Lobeglitazone was well-tolerated in healthy females. There was no sex difference for systemic lobeglitazone exposure at a 2 mg dose; however, female subjects showed greater systemic exposure than males after the administration of 4 mg of lobeglitazone. In spite of the pharmacokinetic difference, dose adjustment based on sex alone is not needed in clinical use because therapy should be individualized for each patient to achieve glycemic control.
罗格列酮是韩国最近批准用于治疗2型糖尿病的过氧化物酶体增殖物激活受体γ激动剂。本研究的目的是调查罗格列酮在健康女性中的药代动力学特性,并与健康男性的历史数据进行比较。
本研究设计为区组随机、双盲、安慰剂对照、平行组研究。将22名女性受试者随机给予单次口服2或4mg罗格列酮或安慰剂,给药后采集药代动力学血样。采用非房室方法计算药代动力学参数,并将结果与先前从男性受试者获得的结果进行比较。通过临床和实验室参数评估耐受性。

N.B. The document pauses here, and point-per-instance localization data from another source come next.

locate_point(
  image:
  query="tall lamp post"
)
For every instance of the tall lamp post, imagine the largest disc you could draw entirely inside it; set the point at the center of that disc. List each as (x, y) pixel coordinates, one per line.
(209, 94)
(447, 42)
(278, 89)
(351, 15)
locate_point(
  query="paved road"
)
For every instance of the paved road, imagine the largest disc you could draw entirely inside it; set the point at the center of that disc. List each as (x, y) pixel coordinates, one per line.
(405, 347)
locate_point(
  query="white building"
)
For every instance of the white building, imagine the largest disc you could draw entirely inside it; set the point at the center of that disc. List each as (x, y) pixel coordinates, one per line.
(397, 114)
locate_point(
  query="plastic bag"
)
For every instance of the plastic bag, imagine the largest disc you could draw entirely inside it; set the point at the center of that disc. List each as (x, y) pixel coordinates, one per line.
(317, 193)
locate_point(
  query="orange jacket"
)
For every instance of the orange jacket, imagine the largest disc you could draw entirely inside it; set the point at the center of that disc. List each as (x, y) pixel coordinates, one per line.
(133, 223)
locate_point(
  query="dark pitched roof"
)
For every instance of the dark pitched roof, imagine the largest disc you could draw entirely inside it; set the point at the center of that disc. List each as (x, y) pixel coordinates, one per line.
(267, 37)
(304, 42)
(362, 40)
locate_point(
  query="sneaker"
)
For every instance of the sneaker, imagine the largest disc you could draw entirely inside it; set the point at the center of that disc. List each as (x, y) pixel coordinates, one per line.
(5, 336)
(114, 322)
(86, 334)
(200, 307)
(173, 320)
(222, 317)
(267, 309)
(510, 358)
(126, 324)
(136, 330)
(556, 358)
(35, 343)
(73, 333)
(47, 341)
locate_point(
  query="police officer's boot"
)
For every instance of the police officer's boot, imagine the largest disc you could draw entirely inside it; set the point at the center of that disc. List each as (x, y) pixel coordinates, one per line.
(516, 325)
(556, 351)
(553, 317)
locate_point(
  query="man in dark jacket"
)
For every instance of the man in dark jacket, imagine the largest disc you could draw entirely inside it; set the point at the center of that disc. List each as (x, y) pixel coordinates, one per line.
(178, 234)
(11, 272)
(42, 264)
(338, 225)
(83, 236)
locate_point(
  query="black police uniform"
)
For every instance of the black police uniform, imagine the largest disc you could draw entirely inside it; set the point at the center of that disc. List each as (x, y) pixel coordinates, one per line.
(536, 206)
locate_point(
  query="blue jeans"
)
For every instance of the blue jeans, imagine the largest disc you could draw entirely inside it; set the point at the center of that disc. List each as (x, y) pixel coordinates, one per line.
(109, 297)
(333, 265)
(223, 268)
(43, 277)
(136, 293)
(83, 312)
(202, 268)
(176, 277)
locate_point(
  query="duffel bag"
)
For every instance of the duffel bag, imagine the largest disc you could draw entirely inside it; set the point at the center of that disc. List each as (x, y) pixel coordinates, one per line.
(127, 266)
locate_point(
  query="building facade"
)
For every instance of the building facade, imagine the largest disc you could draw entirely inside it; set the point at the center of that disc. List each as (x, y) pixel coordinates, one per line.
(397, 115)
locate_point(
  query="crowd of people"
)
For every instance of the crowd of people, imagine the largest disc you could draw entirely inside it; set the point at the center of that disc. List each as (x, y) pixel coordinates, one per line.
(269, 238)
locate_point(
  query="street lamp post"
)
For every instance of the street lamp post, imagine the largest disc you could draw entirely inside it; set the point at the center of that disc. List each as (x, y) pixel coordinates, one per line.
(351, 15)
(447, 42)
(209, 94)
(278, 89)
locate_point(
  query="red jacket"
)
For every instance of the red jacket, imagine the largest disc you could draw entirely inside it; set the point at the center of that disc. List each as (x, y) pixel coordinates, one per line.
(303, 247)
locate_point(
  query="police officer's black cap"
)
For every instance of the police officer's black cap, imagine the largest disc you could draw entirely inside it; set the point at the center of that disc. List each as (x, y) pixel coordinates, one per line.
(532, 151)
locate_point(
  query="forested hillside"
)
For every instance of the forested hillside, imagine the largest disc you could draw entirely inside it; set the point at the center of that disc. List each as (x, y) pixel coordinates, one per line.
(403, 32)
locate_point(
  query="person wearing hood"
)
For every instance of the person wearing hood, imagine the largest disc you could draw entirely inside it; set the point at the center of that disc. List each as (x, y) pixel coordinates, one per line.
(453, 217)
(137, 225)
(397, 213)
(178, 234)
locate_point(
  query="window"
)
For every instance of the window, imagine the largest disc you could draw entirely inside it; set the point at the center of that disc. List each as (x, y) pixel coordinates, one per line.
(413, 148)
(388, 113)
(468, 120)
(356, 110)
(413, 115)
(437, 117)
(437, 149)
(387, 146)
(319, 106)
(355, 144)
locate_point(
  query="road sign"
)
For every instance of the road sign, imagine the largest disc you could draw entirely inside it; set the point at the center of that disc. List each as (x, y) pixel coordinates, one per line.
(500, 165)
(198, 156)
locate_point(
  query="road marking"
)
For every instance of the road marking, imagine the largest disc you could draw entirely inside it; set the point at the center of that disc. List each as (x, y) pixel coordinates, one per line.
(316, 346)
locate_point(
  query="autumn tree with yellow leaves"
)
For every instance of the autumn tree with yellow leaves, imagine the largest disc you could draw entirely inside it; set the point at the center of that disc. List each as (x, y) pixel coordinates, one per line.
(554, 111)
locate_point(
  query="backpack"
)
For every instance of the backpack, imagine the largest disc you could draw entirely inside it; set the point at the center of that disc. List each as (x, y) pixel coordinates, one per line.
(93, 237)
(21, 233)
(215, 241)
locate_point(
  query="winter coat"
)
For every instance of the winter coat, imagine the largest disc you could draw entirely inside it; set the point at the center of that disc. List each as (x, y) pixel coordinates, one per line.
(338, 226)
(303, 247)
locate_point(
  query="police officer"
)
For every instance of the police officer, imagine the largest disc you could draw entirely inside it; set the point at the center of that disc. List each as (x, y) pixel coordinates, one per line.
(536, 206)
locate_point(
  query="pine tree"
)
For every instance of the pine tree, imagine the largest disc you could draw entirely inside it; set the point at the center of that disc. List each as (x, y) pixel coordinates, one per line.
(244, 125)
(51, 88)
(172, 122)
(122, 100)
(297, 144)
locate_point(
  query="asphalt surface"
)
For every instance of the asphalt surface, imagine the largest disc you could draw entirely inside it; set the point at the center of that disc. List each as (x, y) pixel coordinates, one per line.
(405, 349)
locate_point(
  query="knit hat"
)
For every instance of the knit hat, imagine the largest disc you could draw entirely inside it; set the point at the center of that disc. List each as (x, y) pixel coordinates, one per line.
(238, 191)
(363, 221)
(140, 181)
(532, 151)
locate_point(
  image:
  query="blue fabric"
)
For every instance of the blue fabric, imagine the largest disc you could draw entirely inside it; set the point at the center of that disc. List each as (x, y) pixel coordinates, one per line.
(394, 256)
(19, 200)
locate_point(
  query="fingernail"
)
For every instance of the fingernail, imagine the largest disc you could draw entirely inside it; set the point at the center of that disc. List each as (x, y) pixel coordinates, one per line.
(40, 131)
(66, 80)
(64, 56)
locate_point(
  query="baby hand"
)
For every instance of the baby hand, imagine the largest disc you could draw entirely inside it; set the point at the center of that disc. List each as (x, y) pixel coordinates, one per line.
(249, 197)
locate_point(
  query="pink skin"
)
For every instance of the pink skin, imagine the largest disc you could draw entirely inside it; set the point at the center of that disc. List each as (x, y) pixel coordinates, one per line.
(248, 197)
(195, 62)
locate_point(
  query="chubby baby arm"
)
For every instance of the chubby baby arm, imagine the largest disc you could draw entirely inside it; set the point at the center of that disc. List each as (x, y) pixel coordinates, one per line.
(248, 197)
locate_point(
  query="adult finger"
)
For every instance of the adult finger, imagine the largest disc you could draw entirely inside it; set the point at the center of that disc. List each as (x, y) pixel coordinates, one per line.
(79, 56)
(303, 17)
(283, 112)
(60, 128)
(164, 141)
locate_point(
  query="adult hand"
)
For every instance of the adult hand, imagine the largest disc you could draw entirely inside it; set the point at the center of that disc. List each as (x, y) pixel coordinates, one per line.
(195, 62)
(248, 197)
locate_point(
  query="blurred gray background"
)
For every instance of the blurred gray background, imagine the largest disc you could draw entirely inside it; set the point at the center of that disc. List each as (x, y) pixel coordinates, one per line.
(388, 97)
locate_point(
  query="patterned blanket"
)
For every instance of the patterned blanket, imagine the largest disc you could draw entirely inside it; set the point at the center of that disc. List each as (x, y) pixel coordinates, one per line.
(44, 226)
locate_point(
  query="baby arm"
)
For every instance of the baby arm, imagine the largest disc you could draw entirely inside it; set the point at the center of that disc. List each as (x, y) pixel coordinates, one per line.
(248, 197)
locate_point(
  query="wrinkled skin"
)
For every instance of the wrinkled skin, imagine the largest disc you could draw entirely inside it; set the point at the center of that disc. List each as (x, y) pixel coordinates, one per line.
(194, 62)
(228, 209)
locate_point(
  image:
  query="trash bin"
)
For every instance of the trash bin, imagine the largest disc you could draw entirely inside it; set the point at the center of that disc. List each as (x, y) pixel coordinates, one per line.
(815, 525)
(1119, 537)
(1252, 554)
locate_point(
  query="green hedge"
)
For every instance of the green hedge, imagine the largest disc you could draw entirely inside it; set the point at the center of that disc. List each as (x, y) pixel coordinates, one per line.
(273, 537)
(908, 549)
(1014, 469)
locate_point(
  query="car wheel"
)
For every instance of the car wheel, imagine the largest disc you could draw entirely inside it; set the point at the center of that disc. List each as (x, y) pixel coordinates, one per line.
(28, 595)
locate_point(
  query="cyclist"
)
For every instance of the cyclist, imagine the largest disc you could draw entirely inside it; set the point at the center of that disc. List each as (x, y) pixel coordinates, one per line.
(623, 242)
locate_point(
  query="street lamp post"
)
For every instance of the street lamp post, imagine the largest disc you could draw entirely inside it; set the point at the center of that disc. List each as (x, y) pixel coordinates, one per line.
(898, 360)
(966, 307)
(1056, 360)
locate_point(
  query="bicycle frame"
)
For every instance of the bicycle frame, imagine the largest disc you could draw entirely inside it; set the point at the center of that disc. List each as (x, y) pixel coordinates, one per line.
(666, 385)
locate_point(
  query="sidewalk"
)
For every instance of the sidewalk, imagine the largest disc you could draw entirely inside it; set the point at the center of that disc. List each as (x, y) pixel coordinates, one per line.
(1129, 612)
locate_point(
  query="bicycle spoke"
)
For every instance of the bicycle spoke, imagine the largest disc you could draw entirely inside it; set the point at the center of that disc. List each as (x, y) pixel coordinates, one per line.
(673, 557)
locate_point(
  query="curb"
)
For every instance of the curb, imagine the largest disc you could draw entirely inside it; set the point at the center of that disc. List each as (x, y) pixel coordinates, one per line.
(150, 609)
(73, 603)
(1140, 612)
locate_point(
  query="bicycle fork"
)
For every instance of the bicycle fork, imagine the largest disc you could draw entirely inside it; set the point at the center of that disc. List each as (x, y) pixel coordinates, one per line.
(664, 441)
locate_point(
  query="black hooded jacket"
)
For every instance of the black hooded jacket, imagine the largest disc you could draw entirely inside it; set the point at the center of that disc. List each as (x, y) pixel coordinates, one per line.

研究期间,罗格列酮组(n = 16)共观察到28例不良事件(AE),安慰剂组(n = 6)观察到9例AE。未观察到严重AE或显著的临床变化。口服给药后,罗格列酮吸收迅速,达峰时间(t(max))为0.5至4.0小时。2mg剂量的平均(标准差)最大血药浓度(C(max))和从零至无穷大的血药浓度-时间曲线下面积(AUC(∞))分别为214.8(56.4)μg/L和2251.3(721.2)μg·h/L,4mg剂量的相应值分别为310.0(47.8)μg/L和6942.6(1778.9)μg·h/L。C(max)和AUC∞的几何均数(女性/男性)比值(95%CI)在2mg剂量时分别为1.23(0.89 - 1.69)和1.11(0.73 - 1.68),在4mg剂量时分别为1.28(1.01 - 1.63)和2.36(1.60 - 3.47)。
罗格列酮在健康女性中耐受性良好。2mg剂量时罗格列酮的全身暴露无性别差异;然而,4mg罗格列酮给药后女性受试者的全身暴露高于男性。尽管存在药代动力学差异,但临床使用中无需仅基于性别进行剂量调整,因为治疗应针对每个患者进行个体化以实现血糖控制。